In his excellent Guardian article today, David Cameron sets out his belief that "the central objective of the new politics we need should be a massive, sweeping, radical redistribution of power..." In the course of the essay, Cameron writes:

"We should start by pushing political power down as far as possible...With every decision government makes, it should ask a series of simple questions: does this give power to people, or take it away? Could we let individuals, neighbourhoods and communities take control? How far can we push power down?"

He said the ideal is for individuals to wield power - for example over the choice of school for their children. When it is not possible for individuals to hold the strings he said "we need to do the next best thing: redistribute power to neighbourhoods and local government". This phrase "the next best thing" is important. It is clear that the best thing is for individuals to have power: only when this is not possible should power consolidate upwards.

This is an essentially republican liberal agenda, sharing much of the animating spirit with our Liberal Republic. Cameron uses the phrase "redistributing power" no less than 12 times in the course of his argument. I think he might even mean it. 

 

James

Lets hope they're not empty words...

Stuart White

Richard: I am more sceptical about how far this is genuine republicanism. I explain my scepticism in a post over at Next Left:

http://www.nextleft.org/2009/05/camerons-agenda-its-populism-not.html

John Craig

interested you think it's an excellent article - think I agree with Stuart. David Cameron says power needs ‘pushing power down as far as possible’ and you say that only when it is not possible for individuals to have power should it consolidate upwards. But it is clearly possible to leave it to individuals to exercise power over climate change, but it would be unwise, unjust and arguably un-republican.
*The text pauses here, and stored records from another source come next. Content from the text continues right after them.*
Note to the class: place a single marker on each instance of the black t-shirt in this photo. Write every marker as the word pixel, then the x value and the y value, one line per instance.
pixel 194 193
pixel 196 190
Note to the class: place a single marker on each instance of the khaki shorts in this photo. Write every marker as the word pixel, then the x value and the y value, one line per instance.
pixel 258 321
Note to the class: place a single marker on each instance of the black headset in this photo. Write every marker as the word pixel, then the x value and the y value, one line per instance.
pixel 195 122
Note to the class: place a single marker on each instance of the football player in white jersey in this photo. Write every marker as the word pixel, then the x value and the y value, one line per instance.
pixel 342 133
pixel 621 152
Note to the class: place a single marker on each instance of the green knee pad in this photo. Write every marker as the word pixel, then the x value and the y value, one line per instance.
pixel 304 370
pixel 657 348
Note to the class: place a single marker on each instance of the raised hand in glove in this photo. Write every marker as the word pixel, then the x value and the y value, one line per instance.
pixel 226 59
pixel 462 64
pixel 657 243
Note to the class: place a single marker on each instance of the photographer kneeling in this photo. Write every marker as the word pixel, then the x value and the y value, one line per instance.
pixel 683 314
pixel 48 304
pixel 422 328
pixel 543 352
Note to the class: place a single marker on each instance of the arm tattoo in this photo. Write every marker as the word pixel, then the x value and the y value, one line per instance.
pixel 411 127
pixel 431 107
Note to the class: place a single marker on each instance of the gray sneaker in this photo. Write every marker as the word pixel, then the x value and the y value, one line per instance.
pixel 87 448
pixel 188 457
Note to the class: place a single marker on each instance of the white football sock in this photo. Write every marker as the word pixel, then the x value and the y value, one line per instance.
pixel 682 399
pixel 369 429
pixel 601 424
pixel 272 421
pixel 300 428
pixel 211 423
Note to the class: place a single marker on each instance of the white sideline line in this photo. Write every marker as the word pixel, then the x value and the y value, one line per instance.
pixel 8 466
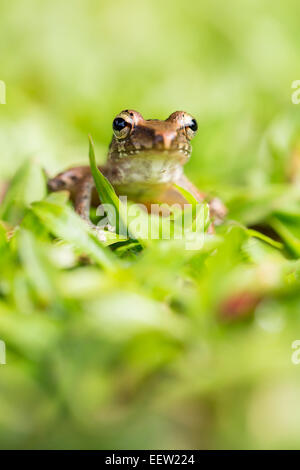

But maybe I’m being too literal - I guess the point must be, push power down as far as is effective, but that’s a difficult political principle to operate. Because power is relational and positive sum, empowerment is a complex and collective endeavour. Sometimes, in pursuit of social justice, subsidiarity demands that we consolidate power upwards, even when there’s a populist win – nationalism, nimbyism – in doing the opposite. But when ‘power to the people’ is your slogan, that’s politically problematic. So Cameron is either has the wrong principle – populism for its own sake – or the wrong rhetoric – little England anti-politics (personally, I don’t doubt his sincerity and I think it’s a little of each).

As David Miliband said this morning, the reason people feel powerless about climate change, sticking with my example, is not that international institutions are too strong, but that they are too weak (http://news.bbc.co.uk/today/hi/today/newsid_8073000/8073267.stm). I agree with that, although I think a key Labour failure is that they have weakened liberal insitutions, from the UN to the BBC to Parliament. On his election, Obama said, ‘more than two centuries later, a government of the people, by the people and for the people has not perished from this Earth’. That republican liberalism - the idea of the resurgence of a republic that is just and wise - is inspiring. And for Demos, I think Obama has a greater interest in and a greater story about how to build it than Cameron.

Richard Reeves

Let's start by agreeing that it is a good thing to have a Tory leader wanting a 'radical redistribution of power'. Stuart is right that Cameron is not about to invite Philip Pettit in to evaluate his policies, as Zapatero did! John, in the Liberal Republic we are clear that on issues like climate change power does indeed need to be consolidated upwards, on good liberal harm principle grounds. I should not have the power to destroy the lives of others, even unborn others on the other side of the world. And yes, in an Obama v Cameron republican contest, there is in fact no contest. But we are not in America.